The observation of elevated delta and theta power during unaware mind wandering, which was validated in the activation patterns of the corresponding decoding analysis, aligns with previous research on the cognitive correlates of oscillatory activity in these bands. Theta oscillations are suggested to be involved in cognitive control (Cavanagh & Frank, 2014), working memory (Klimesch, 1999; Mitchell et al., 2008) and conflict detection (Cohen, 2014), processes that could be implicated in appropriate selection between multiple simultaneous thoughts related to the processing of current concerns during unaware mind wandering. This aligns with hypothesised parallels between mind wandering and meditative states related to moment‐to‐moment navigation through mental objects (Vago & Zeidan, 2016). In particular, our finding of higher theta power during unaware than aware mind wandering states is potentially congruent with higher frontal midline and temporo‐parietal theta during meditative states characterised by deeper absorption (DeLosAngeles et al., 2016) and thus suggest potential links between absorption and zone‐outs. Delta frequency contributions have been revealed during increased focus on internal processing and pertinent inhibition of interference (Harmony, 2013). Delta and theta activity could therefore reflect the involvement of memory in self‐related processing during self‐generated thoughts in the context of unaware mind wandering episodes. The complementary role of delta activity might be to preserve internal processing during unaware mind wandering by inhibiting external interference (Harmony, 2013; Harmony et al., 1996). Accordingly, our findings may align with the proposal that mind wandering recruits processes to ensure that one's internal train of thought is maintained (Smallwood, Brown, Baird, & Schooler, 2012; Smallwood, Fishman, et al., 2007).

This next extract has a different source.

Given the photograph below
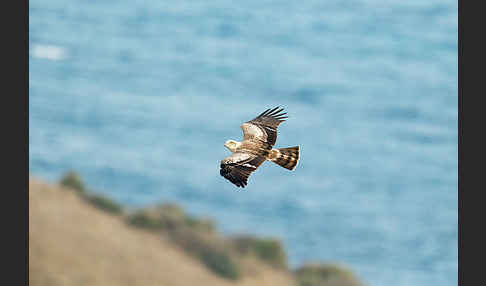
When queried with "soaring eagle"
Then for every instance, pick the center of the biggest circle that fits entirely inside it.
(259, 136)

4.2. Decoding of experiential states
Although our data were not event‐related, our time‐varying multivariate classifier was able to trace mind wandering in several temporal segments within the 10 s time window preceding experiential state probes. Moreover, MVPC allowed us to decode experiential states from oscillatory activity at both participant‐ and group‐levels, highlighting the utility of spectral measures coupled with machine learning in decoding mind wandering (Groot et al., 2021; Jin et al., 2019) and state meta‐awareness. The time‐varying and time‐averaged analyses did not reveal substantially different results. In both analyses, all models decoded mind wandering from on‐task states, including in approximately one‐quarter of participants (multifrequency, alpha) and with comparable classification accuracies. Similarly, aware mind wandering was decoded from on‐task states in both analyses, with models using power in the delta and alpha bands for classification showing the weakest performance. It is potentially notable that the time‐varying analyses yielded significant decoding between unaware mind wandering and on‐task states in multiple time windows, particularly for the delta and theta models, which decoded the two experiential states across almost the entire epoch. By contrast, the time‐averaged MVPC delta and theta models showed a weaker classification performance compared to the multifrequency and alpha models which achieved the highest decoding accuracy at the group‐ and participant‐levels. Although insofar as all models achieved significant decoding, our analyses do not suggest that decoding between these two states is frequency specific per se. Finally, the time‐averaged multifrequency MVPC decoded aware from unaware mind wandering states in 20% of participants on average with comparable decoding accuracy values across all models. Taken together, these results suggest that information pertaining to state meta‐awareness might be distributed across different frequency bands including slow oscillations—as shown in the higher prevalence of significant decoding in the sample (relative to other decoding analyses). However, our analyses did not reveal any robust evidence for frequency specificity and thus it seems that there is not a specific oscillatory pattern that contains more information about mind wandering and state meta‐awareness.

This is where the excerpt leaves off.